Today, the plants and the pipes that carry the air-power to the mines are in need of a major overhaul. But the costs would be prohibitive. As a result, the famous geyser-like blow-off from the plant is rarely seen except on weekends when the local mines are shut down.
How it works
Ragged Chute was specifically designed to produce air compressed to 862.5 kPa (gauge). Its intake shaft is 107 m deep and the tunnel-chamber has a blow-off valve to prevent increased pressure.
There are control gates to limit the amount of water entering the plant works. As well, the two intake heads, each made up of 72, 36 cm pipes, can be raised or lowered to maintain a constant depth over the bulkhead, usually about 46 cm of water.

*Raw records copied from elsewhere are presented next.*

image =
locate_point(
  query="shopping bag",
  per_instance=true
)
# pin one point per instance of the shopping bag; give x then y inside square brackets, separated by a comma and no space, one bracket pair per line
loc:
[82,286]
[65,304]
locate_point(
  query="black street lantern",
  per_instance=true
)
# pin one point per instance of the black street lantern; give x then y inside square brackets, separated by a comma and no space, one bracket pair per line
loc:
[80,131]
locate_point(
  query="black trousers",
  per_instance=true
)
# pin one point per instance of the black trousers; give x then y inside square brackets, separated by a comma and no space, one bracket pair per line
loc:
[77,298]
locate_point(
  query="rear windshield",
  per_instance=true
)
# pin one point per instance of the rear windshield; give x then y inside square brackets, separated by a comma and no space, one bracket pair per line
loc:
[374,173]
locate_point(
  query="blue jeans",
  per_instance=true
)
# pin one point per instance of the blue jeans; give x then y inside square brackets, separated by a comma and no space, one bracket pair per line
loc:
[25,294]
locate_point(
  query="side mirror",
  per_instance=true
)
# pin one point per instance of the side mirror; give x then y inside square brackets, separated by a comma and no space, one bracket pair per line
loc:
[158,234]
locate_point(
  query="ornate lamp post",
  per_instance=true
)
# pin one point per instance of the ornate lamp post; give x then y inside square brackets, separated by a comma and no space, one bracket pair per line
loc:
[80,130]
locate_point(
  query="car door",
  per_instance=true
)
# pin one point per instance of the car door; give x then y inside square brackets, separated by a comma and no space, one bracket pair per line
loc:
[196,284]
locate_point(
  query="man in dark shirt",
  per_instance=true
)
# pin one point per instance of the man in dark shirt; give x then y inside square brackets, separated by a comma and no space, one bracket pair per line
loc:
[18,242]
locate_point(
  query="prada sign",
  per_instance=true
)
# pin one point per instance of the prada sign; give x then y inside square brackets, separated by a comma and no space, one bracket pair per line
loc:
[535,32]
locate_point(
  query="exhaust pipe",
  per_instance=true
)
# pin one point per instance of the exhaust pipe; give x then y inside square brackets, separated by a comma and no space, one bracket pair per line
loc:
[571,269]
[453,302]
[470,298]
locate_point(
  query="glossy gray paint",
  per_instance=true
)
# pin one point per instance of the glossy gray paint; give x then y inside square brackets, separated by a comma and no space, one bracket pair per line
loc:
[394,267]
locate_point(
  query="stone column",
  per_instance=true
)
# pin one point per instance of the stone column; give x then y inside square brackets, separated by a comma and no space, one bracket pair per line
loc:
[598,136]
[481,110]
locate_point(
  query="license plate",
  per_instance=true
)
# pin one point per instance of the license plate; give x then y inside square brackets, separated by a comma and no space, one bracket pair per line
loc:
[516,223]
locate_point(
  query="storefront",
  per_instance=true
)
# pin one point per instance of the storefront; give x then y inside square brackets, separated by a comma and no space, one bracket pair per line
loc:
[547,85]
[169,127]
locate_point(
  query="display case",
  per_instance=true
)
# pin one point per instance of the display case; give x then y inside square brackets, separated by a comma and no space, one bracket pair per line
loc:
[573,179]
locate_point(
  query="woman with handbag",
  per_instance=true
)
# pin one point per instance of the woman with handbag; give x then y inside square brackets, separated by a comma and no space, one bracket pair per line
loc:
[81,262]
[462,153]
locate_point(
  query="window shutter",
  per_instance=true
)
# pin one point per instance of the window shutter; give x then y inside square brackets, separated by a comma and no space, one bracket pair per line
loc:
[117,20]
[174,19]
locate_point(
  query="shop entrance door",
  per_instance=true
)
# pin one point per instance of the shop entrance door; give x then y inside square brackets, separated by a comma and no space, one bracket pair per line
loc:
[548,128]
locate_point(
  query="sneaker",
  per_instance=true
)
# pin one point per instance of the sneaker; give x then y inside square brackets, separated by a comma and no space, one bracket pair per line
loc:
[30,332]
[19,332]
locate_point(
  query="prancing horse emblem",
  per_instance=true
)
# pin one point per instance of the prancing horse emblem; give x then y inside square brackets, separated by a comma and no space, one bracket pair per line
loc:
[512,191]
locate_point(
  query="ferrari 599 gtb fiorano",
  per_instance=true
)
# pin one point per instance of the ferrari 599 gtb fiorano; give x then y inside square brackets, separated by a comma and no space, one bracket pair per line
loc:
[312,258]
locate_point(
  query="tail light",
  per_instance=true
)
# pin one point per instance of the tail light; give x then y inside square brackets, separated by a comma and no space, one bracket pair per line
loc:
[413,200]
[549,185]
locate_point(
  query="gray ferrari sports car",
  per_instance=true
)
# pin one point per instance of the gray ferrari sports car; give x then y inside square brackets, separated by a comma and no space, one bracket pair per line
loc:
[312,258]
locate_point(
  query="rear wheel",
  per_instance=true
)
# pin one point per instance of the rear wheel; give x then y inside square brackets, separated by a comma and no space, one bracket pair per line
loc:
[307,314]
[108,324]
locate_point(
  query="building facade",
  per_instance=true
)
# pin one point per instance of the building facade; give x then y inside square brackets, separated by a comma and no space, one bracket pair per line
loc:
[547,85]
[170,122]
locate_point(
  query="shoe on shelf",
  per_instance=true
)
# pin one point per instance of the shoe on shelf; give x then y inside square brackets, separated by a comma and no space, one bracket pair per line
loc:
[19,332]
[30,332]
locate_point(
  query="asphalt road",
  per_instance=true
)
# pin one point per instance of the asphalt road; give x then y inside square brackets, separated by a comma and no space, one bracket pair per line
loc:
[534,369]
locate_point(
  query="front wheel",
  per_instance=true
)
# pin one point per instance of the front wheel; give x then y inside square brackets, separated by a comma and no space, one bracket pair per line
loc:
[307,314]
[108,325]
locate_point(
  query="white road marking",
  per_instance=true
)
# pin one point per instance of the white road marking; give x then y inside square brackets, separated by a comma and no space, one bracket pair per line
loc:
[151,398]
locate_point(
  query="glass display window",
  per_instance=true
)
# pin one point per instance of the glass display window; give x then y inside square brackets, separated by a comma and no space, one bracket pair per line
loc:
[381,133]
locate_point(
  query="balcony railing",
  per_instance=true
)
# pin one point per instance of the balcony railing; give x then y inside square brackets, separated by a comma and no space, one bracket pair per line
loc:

From the heads, the water is fed into one pipe which widens just before the bottom. This is designed to decrease the pressure in the pipe and allow the air bubbles to collect and merge. At the base of the shaft are two steel-sheathed concrete cones which break the initial impact of the air-water mixture, and direct its flow into the horizontal chamber.
The chamber collects the compressed air and channels it to a receiver pipe, 61 cm in diameter. The receiver then carries the compressed air to a valve house where it is transmitted to Cobalt for distribution.
The 51 cm diameter stell transmission pipe has telescopic expansion joints every 0.8 km to allow for the effects of temperature change. The pipe is above ground and can expand about a metre each 1.6 km on a hot, sunny day.
Compressed air must be dry because through friction, humidity decreases the efficiency of both the pipeline and the motors using the air. Water vapor also causes exhaust freezing in motors; the escaping air expands rapidly, which requires a great deal of heat energy. And, finally, the moisture washes away the lubricants within the motors.
The air transmitted from Ragged Chute is much drier than it was before compression because the water temperature is so cold it condenses the moisture in the air bubbles whil still in the intake shaft. The condensation then remains with the water when the air-water mixture separates. The low humidity of Ragged Chute air is one of the most remarkable features of the plant.
The blow-off valve is a 30 cm pipe beside the receiver leading to a point underwater on the river bed. It reaches into the tunnel-chamber to the critical depth where it rests in water as long as the air is compressed to 862.5 kPa (gauge). But when the pressure increases, the water level within the chamber lowers slightly, allowing the excess pressure to escape. When it does blow, a stream of water often shoots over 30 m into the air.
This spectacular, geyser-like blow-off is most commonly associated with the Ragged Chute Compressed Air Plant.